Which brings us to the new Hanwei Saxon sword. Based on an actual blade found in England this beautiful modern replica recreates the pattern welding used to forge the original Saxon swords, and frequently used in other fine swords of the Viking Age. This is the weapon of a hero.
The sword is named Saxon because it is reminiscent of late Saxon-type swords, however, high quality Saxon swords often feel into the hands of their enemies, the Danes and Norse, so we can't be certain who wielded the original. No matter, it's a fine weapon whoever smote mighty blows with its edge.

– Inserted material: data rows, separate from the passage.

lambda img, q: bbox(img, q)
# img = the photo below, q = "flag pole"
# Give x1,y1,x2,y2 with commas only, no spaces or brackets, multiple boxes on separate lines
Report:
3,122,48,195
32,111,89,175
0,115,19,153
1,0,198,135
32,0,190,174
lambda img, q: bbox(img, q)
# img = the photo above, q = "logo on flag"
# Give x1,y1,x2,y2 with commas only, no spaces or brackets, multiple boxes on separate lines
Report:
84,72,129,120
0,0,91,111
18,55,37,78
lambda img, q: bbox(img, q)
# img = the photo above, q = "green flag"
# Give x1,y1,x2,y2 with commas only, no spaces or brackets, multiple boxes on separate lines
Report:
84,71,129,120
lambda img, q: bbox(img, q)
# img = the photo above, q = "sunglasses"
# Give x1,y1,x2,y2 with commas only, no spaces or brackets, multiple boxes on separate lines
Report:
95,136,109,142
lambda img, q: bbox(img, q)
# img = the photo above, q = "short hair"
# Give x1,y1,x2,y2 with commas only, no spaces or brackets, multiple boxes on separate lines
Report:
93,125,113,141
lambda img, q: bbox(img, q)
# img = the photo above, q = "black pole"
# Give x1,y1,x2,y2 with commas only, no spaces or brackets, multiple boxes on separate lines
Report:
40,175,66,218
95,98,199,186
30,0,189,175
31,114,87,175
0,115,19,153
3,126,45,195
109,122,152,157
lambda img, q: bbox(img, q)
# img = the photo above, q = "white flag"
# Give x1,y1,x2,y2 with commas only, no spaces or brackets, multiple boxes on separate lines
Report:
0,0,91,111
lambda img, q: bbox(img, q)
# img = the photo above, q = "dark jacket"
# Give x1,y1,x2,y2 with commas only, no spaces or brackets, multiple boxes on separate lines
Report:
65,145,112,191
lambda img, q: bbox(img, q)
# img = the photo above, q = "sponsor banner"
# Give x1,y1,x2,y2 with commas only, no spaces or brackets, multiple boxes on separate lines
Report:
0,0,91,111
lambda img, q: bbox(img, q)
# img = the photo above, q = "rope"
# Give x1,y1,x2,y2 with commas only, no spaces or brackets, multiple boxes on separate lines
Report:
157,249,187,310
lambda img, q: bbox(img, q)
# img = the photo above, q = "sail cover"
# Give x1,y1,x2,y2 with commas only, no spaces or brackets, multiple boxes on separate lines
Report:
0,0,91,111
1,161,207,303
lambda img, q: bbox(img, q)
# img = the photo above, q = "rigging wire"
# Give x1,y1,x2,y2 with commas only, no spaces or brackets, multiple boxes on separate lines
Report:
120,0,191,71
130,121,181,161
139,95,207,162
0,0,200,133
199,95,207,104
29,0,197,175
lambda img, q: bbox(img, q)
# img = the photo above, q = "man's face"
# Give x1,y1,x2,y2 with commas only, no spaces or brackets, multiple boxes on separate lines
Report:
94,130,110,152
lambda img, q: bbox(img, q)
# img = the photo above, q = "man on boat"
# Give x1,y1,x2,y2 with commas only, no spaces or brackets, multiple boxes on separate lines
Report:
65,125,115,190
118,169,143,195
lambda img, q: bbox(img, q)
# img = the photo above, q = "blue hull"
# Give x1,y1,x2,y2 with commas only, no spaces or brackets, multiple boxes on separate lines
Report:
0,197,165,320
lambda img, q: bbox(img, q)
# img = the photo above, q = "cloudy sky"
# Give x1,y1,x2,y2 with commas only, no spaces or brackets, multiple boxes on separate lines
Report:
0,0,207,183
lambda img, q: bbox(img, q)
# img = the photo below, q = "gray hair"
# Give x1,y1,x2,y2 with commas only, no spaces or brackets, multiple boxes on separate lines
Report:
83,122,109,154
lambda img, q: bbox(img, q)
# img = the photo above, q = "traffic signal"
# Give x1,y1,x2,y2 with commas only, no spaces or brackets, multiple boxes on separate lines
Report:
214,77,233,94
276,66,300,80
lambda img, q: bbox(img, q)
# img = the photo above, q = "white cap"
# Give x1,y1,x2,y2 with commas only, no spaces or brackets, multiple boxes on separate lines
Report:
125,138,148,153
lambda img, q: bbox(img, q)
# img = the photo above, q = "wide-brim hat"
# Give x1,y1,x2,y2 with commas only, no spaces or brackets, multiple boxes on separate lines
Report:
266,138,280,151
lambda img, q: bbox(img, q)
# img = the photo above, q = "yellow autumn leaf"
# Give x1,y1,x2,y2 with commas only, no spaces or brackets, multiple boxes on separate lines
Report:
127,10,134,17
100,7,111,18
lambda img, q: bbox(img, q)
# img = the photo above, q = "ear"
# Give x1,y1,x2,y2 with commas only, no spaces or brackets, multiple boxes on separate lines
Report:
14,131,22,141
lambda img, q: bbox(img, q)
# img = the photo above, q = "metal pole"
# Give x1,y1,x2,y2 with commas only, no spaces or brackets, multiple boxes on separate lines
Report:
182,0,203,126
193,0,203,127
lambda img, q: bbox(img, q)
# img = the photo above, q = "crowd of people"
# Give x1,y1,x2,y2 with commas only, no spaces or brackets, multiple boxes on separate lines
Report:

Viking Age swords are one handed and were intended to be used in conjunction with a shield. Parrying was done with the shield, not with the fine blade of the sword. Recent experimental archaeological use (yes, by scholars bashing about with wooden swords and shields) seems to indicate the swordsman was quite active in manipulating his shield. However, it is still unclear how fighting in the typical, close formation of the "Shield Wall" would've changed this. We are pretty sure the common attacks against the Shield Wall were aimed low, under the rim of the shield at the legs and ankles.
This threat is somewhat analogous to the use of these weapons against the modern zombie. The Shield can be used to ward a zombie, and the sword is as effective as it always was at destroying the brain. But a zombie can sneak in under the shield and inflict a bite. So while the sword and shield combination is attractive for the modern zombie hunter, it has its weaknesses as well.